StudySmarter Expert Advice🤫
We think this is how you could land Senior Data Scientist
✨Tip Number 1
Network like a pro! Reach out to current or former Tide employees on LinkedIn. A friendly chat can give you insider info and maybe even a referral, which can really boost your chances.
✨Tip Number 2
Prepare for the interview by brushing up on your machine learning knowledge. Be ready to discuss your past projects and how you've tackled complex data problems. Show us your passion for data science!
✨Tip Number 3
Don’t just focus on technical skills; highlight your soft skills too! Communication and teamwork are key at Tide, so be sure to share examples of how you've collaborated effectively in the past.
✨Tip Number 4
Apply through our website! It’s the best way to ensure your application gets seen. Plus, it shows you're genuinely interested in being part of the Tide team. Let’s make it happen!
We think you need these skills to ace Senior Data Scientist
Some tips for your application 🫡
Tailor Your CV:Make sure your CV is tailored to the Senior Data Scientist role. Highlight your experience with machine learning, Python, and any relevant big-data technologies. We want to see how your skills align with what we're looking for!
Craft a Compelling Cover Letter:Your cover letter is your chance to shine! Use it to explain why you're passionate about combating financial crime and how your experience can help us at Tide. Keep it engaging and relevant to the role.
Showcase Your Projects:If you've worked on any interesting projects or have experience with MLOps, make sure to mention them! We love seeing practical examples of your work, especially if they relate to real-time ML solutions.
Apply Through Our Website:We encourage you to apply directly through our website. It’s the best way to ensure your application gets into the right hands.

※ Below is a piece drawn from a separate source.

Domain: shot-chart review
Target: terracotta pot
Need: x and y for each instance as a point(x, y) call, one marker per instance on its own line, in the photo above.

Plus, it shows us you're keen on joining the Tide team!
How to prepare for a job interview at Tide
✨Know Your Data Science Stuff
Make sure you brush up on your machine learning algorithms and statistical modelling techniques. Be ready to discuss your experience with tools like Python, TensorFlow, and Spark, as well as how you've applied them in real-world scenarios, especially in fraud detection.
✨Showcase Your Problem-Solving Skills
Prepare to share specific examples of complex problems you've solved using data science. Highlight your approach to handling imbalanced datasets and how you’ve developed models that adapt to evolving threats. This will demonstrate your ability to think critically and creatively.
✨Understand the Business Context
Familiarise yourself with Tide's mission and the SME landscape. Be prepared to discuss how your work can directly impact their goals of saving time and money for small businesses. Showing that you understand the business side will set you apart from other candidates.
✨Ask Insightful Questions
Prepare thoughtful questions about the team dynamics, the technologies they use, and how they measure success in the Risk & Fraud Team. This not only shows your interest but also helps you gauge if the company culture aligns with your values.